If you’d like to learn more about the philosophical teachings on the Yoga path, why not join me in a Saturday morning or online class? Or a workshop, or retreat? We always cover something of the deeper, subtler teachings of Yoga, and always in the most accessible, relatable and relevant way, with a lot of fun and light heartedness thrown in for good measure.

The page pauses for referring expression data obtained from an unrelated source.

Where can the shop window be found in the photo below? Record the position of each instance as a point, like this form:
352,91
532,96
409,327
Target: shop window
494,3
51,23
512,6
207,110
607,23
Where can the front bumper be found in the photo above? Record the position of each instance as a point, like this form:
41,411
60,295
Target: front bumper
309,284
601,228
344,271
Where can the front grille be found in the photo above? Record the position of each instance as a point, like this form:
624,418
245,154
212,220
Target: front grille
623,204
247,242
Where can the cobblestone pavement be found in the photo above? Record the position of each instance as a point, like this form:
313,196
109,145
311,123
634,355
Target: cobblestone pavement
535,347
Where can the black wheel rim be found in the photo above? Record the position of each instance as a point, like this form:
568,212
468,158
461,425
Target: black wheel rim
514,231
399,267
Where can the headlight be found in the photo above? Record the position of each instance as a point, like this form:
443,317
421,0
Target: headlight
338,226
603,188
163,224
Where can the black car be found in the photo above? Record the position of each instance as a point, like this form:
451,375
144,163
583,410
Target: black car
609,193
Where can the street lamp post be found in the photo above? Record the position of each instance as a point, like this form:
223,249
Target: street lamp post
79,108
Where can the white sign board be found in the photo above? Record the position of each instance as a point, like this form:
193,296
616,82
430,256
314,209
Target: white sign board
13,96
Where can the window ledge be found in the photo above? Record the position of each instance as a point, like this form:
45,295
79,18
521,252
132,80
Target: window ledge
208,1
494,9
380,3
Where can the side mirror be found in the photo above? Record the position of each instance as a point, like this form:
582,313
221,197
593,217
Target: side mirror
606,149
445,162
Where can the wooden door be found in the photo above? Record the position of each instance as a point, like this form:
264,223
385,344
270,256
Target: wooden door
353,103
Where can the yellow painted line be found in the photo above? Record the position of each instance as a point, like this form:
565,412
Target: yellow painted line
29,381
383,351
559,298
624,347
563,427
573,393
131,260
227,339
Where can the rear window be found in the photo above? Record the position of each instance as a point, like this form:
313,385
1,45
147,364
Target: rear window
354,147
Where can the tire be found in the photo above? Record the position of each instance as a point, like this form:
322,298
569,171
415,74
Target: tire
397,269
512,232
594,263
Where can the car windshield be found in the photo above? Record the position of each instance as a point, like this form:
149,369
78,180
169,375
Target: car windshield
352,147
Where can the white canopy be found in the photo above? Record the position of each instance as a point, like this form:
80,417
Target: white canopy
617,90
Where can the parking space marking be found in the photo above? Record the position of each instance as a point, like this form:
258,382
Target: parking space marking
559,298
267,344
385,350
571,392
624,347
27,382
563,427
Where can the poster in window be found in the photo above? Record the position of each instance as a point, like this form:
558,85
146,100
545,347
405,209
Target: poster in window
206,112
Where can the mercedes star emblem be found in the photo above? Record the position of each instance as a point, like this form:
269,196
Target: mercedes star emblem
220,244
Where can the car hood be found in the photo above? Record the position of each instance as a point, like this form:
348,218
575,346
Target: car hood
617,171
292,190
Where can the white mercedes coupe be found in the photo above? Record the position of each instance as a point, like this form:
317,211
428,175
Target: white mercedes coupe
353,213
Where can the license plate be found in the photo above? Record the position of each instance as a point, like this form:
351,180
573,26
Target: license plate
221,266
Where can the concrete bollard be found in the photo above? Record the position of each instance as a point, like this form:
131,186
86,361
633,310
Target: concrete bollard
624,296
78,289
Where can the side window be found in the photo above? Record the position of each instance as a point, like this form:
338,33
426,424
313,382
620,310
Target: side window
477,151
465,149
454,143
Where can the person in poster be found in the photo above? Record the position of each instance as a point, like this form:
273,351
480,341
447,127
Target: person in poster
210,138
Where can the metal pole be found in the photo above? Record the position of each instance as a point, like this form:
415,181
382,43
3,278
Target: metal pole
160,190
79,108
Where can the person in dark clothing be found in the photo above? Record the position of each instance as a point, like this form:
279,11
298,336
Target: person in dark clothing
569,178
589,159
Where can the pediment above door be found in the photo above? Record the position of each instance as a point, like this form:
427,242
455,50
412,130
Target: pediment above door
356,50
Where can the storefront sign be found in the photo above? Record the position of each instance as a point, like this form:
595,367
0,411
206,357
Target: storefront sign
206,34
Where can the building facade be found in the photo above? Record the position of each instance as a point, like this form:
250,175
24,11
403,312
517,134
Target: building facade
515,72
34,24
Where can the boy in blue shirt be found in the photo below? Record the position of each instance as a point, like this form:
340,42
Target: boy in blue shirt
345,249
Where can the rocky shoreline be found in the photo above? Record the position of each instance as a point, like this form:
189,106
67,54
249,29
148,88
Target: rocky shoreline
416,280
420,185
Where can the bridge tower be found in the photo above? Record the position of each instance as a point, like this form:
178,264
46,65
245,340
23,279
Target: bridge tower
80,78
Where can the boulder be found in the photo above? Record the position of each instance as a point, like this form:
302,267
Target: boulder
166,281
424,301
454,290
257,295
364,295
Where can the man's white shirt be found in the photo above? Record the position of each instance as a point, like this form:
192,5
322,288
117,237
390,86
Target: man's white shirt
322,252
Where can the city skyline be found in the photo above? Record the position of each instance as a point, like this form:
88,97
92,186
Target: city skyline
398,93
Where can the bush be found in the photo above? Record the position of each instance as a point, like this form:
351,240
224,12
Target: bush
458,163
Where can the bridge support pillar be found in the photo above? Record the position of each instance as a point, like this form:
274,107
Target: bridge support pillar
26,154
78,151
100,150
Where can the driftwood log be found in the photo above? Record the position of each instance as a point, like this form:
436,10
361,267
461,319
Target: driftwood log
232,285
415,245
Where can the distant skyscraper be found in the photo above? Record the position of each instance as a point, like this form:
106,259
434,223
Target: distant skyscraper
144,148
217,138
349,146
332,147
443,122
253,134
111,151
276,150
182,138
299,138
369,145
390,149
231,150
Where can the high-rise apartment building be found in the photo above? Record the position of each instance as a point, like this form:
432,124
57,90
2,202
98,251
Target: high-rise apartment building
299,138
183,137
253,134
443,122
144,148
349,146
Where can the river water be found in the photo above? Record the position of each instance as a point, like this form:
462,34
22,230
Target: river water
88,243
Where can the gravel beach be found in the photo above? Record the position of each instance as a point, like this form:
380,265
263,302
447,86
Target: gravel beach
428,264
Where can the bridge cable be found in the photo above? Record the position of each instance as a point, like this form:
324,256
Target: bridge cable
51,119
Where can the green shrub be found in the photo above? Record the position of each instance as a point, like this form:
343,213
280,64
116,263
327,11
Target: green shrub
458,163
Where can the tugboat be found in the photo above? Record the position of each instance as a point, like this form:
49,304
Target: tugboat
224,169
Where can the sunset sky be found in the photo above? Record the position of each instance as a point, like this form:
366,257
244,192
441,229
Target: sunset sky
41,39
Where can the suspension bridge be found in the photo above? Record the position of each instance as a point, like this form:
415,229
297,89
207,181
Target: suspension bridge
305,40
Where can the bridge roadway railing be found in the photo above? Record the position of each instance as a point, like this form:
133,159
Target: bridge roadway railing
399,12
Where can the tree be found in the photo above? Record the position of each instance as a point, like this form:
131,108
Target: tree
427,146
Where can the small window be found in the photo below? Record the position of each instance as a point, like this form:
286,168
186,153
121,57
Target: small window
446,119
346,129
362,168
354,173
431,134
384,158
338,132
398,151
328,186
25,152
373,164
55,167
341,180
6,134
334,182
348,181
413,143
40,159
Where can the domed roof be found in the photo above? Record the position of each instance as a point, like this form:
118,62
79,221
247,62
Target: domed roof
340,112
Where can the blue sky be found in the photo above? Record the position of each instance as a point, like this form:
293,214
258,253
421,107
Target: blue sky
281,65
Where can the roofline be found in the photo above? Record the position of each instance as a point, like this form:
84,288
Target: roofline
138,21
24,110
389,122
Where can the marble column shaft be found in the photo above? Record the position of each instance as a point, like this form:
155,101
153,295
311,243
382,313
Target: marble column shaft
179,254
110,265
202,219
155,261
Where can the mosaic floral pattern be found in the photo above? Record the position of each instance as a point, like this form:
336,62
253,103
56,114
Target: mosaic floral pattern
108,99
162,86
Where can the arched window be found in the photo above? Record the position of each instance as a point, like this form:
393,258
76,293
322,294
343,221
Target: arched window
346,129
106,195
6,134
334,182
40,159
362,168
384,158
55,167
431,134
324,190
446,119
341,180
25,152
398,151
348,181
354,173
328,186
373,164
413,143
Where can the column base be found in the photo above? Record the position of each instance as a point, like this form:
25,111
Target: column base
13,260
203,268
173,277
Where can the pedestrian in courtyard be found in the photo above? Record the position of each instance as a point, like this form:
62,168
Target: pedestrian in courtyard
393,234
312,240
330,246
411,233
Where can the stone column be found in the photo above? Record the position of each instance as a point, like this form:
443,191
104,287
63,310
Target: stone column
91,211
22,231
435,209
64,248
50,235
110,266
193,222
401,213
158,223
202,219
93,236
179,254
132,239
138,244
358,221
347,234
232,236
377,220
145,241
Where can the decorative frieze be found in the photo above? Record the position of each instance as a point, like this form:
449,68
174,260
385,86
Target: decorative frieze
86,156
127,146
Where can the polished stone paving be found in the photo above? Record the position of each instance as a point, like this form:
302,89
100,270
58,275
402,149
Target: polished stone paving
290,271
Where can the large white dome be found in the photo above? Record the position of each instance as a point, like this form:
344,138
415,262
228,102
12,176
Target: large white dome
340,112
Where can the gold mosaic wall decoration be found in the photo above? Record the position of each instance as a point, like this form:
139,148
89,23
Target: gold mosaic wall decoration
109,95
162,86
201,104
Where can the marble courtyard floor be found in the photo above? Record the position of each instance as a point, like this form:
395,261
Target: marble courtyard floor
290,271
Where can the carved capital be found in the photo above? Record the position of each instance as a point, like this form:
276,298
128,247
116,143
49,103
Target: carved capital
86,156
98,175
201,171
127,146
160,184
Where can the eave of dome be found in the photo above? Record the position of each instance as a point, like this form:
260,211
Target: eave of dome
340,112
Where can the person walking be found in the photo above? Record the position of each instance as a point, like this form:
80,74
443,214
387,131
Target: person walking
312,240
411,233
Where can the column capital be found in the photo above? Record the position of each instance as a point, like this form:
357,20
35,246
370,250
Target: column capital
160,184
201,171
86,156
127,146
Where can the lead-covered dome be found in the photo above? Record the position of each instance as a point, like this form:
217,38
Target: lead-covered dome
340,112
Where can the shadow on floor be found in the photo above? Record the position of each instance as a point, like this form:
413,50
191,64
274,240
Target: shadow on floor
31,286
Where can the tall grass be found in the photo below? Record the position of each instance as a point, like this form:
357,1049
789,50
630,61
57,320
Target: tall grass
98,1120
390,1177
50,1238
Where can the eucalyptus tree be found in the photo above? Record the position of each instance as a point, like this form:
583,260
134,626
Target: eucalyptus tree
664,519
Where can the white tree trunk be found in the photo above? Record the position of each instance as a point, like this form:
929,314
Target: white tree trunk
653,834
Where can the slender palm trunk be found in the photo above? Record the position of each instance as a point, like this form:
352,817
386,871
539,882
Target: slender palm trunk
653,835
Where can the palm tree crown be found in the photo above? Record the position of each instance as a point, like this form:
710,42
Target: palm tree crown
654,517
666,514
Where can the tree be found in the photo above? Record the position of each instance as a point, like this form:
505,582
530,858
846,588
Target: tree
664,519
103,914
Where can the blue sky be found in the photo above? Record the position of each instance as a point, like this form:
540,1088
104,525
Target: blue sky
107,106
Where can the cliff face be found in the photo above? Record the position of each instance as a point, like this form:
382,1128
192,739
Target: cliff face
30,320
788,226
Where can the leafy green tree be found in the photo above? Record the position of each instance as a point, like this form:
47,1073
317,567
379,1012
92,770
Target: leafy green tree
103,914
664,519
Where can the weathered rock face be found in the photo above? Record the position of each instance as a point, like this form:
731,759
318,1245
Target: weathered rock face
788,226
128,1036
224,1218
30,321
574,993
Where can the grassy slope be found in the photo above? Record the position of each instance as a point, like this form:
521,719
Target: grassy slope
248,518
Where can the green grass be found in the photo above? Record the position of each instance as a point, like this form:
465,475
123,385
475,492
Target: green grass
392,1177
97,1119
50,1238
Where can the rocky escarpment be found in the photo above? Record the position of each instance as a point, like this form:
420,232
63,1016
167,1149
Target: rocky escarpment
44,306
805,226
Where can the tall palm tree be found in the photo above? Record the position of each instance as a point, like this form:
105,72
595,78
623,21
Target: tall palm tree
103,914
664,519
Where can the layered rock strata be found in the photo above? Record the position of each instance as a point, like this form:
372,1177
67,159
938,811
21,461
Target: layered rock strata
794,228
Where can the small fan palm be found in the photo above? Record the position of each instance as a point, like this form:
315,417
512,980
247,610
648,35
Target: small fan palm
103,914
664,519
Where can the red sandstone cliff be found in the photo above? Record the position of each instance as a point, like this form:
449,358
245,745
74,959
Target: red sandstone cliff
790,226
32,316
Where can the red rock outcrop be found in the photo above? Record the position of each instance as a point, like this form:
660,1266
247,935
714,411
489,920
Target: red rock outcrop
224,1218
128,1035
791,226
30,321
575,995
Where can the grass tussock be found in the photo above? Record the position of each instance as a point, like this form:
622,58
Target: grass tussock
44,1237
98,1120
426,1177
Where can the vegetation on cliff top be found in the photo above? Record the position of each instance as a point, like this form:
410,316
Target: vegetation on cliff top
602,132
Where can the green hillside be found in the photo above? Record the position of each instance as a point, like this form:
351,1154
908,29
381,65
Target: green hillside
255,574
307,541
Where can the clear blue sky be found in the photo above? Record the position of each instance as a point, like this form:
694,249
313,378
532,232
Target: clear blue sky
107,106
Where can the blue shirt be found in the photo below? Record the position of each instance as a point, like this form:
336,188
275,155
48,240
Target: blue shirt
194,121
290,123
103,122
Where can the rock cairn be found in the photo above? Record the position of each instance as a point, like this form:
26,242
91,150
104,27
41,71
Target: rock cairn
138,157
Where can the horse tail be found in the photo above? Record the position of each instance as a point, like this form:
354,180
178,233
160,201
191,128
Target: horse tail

Please check my Calendar of Events for the current programme or contact me and let’s have a chat about what you are thirsty to learn more about.
THE TESTIMONIAL:
My son and I have been attending weekly class for several months now and could not have been more impressed with Shama’s abilities as a yoga teacher. Her own mastery of the ‘art’ is extremely impressive, not only that her deeper understanding of the philosophy etc behind it and the part it plays in her life are very noticeable. At the same time, she is astonishingly humble about her own yoga abilities and her students are very clearly the most important thing in the room during a session. She spends time with each one of us, giving advice and alternatives to allow everyone to access it at their own level. As a complete beginner with no innate talent whatsoever (if I’m honest I was beginning to seize up, hence my initial interest!) I have never once felt self-conscious in the class, but on a number of occasions I have been completely amazed by what my body can physically do, both during lessons and in day to day life as a result. The holistic design of the sessions means that as well as a physical side with warm up, stretching, use of many different muscles etc you also finish with a terrific sense of relaxation and sleep really well as result. Shama is the ‘real deal’ and it would not occur to us to go anywhere else.